I am looking for the potential reasons why the 3D Tiles is not placed on the intended building footprint. I kindly welcome any comments on the approach that is used. Also, I would like to know whether at all, it is possible to place such georeferenced OBJ files, as 3D Tiles, precisely on the map using the coordinates information present in the OBJ files.
normally, the 3D objects (glTF in case of 3D Tiles) do not contain any georeferenced coordinates. Position/rotation/scale of the objects is defined in tileset.json
Yes, I agree with you. As I mentioned in my post, the origin for the tileset (and not the glTF) is chosen to be one of the (ground-level / bottom) points on the 3D object - By this I meant that, one of the points on the 3D object is used for the position (translation) component of the root transform matrix in tileset.json.
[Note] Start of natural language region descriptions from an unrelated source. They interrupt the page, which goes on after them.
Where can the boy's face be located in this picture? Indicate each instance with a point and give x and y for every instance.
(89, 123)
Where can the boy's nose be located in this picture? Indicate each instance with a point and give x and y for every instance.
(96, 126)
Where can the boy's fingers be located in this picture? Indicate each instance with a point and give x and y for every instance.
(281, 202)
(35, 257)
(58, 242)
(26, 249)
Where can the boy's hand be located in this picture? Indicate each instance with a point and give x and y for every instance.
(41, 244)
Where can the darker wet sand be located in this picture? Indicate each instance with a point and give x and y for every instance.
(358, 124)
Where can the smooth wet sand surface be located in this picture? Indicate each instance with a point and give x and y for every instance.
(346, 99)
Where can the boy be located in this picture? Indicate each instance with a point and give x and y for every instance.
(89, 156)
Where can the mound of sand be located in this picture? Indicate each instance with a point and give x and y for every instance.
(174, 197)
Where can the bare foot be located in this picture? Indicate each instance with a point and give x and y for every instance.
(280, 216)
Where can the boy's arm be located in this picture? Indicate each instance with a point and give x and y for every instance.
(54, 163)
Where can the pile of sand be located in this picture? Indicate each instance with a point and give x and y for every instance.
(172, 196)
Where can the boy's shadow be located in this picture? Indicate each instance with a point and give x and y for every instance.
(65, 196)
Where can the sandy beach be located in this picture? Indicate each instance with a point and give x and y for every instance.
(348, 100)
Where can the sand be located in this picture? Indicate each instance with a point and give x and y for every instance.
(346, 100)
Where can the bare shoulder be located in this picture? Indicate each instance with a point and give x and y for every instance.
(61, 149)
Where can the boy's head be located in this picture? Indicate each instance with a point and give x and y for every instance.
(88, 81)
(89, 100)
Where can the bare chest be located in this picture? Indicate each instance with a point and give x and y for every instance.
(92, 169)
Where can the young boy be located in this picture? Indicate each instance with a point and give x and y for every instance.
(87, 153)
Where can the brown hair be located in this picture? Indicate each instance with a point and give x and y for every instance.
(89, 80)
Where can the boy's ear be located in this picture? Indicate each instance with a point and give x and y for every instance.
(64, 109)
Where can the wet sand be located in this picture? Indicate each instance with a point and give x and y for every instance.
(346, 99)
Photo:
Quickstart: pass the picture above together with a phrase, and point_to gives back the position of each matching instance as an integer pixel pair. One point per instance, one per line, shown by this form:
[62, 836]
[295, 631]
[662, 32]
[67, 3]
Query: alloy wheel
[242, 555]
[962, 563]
ok I did something similar see https://bertt.github.io/cesium_3dtiles_samples/samples/street/
I’ve calculated the centroid point of all buildings for the root.transform, the transform per b3dm tile contains the relative position.
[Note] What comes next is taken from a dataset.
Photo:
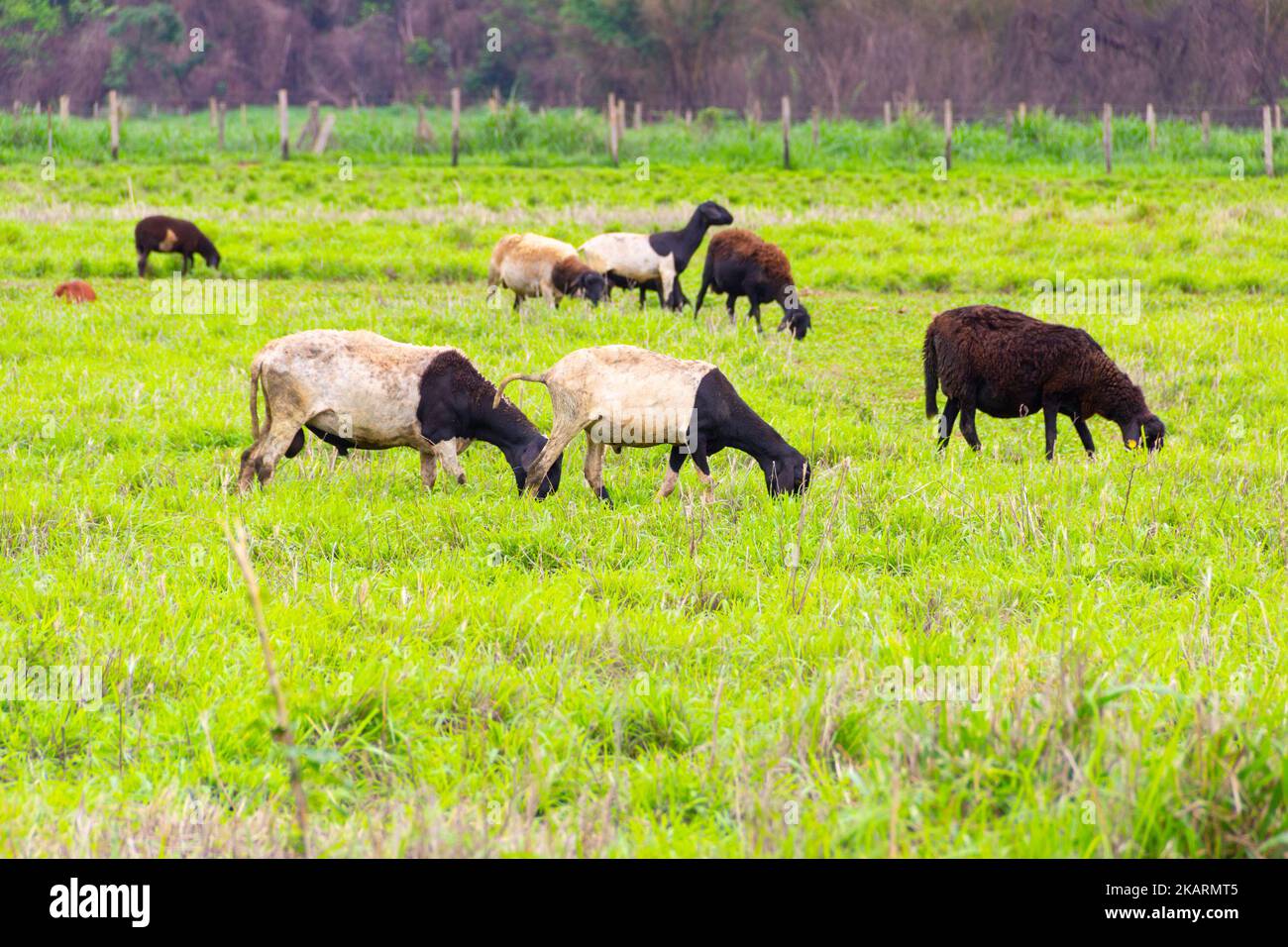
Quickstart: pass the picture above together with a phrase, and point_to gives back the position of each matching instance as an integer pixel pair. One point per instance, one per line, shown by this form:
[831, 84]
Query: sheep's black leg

Was this 3D Tiles generated from a georeferenced Wavefront OBJ file? Also, can you please clarify whether the 3D Tiles, in your link, is placed on it’s exact geographical location? Because, some buildings seem to be located in the middle of a road.
these models come from IFC, it’s just a demo for a new construction site. One thing to check: the 3D model origin (0,0,0) is used when placing it (using the tile transform). The origin can be visualised by making the BoundingVolume small (for example 1, I’ve used 10 in the demo).
@smonikantara how are you converting the OBJ to 3D Tiles in this case?
@omar The OBJ is converted to glTF using obj2gltf. The generated glTF is converted to 3D Tiles using the 3D Tiles Samples Generator (with some customisations). While converting from glTF to 3D Tiles, the origin for the 3D Tiles is set as one of the points on that object (as described in my post. i.e., we take the georeferenced vertex from OBJ, convert that vertex from EPSG:7855 to WGS84 and use the WGS84 lon/lat as the 3D Tiles origin in the Samples Generator).
I think this approach in principle should work. Another approach you can try is to normalize your model coordinates about (0, 0, 0), but keep track of where that origin should be on the globe, and pass that origin to Cesium ion when tiling: Support tiling georeferenced 3D models into 3D Tiles.
Thank you for the suggestion and the link. I’ll give this a try.
Hi @smonikantara , may I ask if this approach worked well?